Tuesday, May 31, 2011

Book Review: 'Moby Duck: The True Story of 28,800 Bath Toys Lost At Sea'

SECOND OFFICER: Hast seen the White Whale?
DONOVAN HAHN: Hast seen the Yellow Duck?
When a load of 28,800 rubber bath toys plummeted into the northern Pacific Ocean from a storm-tossed container ship in 1992, beachcombers and oceanographers were in rapture. The toys washed up on coastlines from Alaska to California to Massachusetts for years, some traveling west to east via the Arctic Ocean, a treasure trove for collectors and a terrific opportunity to study ocean currents for scientists.

For Donovan Hahn, a prize-winning editor and poet, it was an opportunity to set out on a series of seagoing adventures long on introspection, as well as laughs, that would culminate in one of the quirkiest but most informative books that I've ever read.

In fact, despite its run-on title, the recently published Moby Duck: The True Story of 28,800 Bath Toys Lost at Sea and of the Beachcombers, Oceanographers, Environmentalists, and Fools, Including the Author, Who Went on Search of Them, is an unalloyed joy.

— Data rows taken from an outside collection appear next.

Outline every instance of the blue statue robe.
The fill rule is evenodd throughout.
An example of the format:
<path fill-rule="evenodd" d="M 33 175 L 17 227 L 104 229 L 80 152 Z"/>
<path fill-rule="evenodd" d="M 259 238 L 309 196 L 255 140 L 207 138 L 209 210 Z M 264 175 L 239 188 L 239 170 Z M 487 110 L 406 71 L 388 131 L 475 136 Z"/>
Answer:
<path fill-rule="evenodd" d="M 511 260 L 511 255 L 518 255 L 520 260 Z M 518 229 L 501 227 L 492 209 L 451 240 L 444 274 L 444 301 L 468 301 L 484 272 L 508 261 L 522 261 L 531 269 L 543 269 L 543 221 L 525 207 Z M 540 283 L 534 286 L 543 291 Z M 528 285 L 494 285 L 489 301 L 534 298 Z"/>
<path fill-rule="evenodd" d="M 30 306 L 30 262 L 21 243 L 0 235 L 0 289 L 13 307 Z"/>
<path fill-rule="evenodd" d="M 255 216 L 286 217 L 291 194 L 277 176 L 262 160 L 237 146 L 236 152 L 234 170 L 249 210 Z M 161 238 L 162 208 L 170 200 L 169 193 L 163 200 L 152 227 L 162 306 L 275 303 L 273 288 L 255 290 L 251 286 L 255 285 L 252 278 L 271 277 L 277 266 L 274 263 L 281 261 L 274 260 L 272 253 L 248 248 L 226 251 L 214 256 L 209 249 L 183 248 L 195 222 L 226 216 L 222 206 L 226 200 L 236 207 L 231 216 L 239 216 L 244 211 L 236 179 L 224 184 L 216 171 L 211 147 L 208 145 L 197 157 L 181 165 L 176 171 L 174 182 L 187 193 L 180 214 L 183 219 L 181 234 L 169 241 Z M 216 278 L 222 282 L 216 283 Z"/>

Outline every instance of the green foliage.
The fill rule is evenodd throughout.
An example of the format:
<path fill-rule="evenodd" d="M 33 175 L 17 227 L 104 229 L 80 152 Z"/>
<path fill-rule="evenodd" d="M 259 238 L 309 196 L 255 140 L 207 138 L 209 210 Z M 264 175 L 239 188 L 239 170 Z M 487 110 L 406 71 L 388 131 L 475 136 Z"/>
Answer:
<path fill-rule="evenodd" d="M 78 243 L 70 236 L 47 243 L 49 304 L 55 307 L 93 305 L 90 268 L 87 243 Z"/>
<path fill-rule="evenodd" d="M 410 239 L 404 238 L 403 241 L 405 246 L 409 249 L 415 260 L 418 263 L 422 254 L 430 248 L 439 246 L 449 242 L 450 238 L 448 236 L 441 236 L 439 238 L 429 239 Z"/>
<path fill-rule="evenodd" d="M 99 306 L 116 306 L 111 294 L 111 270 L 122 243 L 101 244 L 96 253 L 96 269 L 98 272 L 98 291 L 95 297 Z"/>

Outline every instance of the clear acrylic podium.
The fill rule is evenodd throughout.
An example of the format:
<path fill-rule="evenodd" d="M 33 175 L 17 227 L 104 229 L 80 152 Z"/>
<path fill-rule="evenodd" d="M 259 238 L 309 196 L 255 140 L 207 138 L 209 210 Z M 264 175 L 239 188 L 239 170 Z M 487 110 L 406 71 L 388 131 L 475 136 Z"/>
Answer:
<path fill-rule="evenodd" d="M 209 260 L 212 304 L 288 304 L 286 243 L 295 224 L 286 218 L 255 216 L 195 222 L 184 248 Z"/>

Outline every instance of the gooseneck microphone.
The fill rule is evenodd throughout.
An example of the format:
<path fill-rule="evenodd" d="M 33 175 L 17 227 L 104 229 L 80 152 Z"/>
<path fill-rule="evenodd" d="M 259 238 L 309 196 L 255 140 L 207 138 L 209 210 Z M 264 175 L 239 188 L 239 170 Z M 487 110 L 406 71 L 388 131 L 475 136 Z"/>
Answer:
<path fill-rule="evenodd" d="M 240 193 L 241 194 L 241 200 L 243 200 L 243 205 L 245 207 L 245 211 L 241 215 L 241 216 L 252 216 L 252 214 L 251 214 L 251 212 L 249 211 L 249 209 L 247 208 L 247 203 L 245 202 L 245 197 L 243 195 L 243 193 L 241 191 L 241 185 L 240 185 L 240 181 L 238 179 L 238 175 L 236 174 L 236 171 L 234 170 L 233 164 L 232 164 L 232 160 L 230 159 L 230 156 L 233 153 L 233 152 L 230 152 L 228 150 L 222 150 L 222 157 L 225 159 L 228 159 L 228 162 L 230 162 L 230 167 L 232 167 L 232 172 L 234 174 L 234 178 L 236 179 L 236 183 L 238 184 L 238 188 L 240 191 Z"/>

The spill from the Seattle-bound Evergreen Ever Laurel container ship occurred on or about January 10, 1992 at 44.7 degrees N, 178.1 degrees E, south of the Aleutian Island in what oceanographers formally call the North Pacific Subtropical Convergence Zone. It is informally known as the Great North Pacific Garbage Patch because in reality it is a vast floating landfill full of debris, much of it degraded plastic.

Hurricane force winds and waves 36 feet high pitched the Ever Laurel from side to side. During one especially steep roll, two columns of containers stacked six high snapped loose from their lashings and tumbled overboard. One container included boxes of 28,000 plastic animals called Floatees produced in Chinese factories for the bathtubs of America -- 7,200 red beavers, 7,200 green frogs, 7,200 blue turtles and (drum roll, please) 7,200 yellow ducks.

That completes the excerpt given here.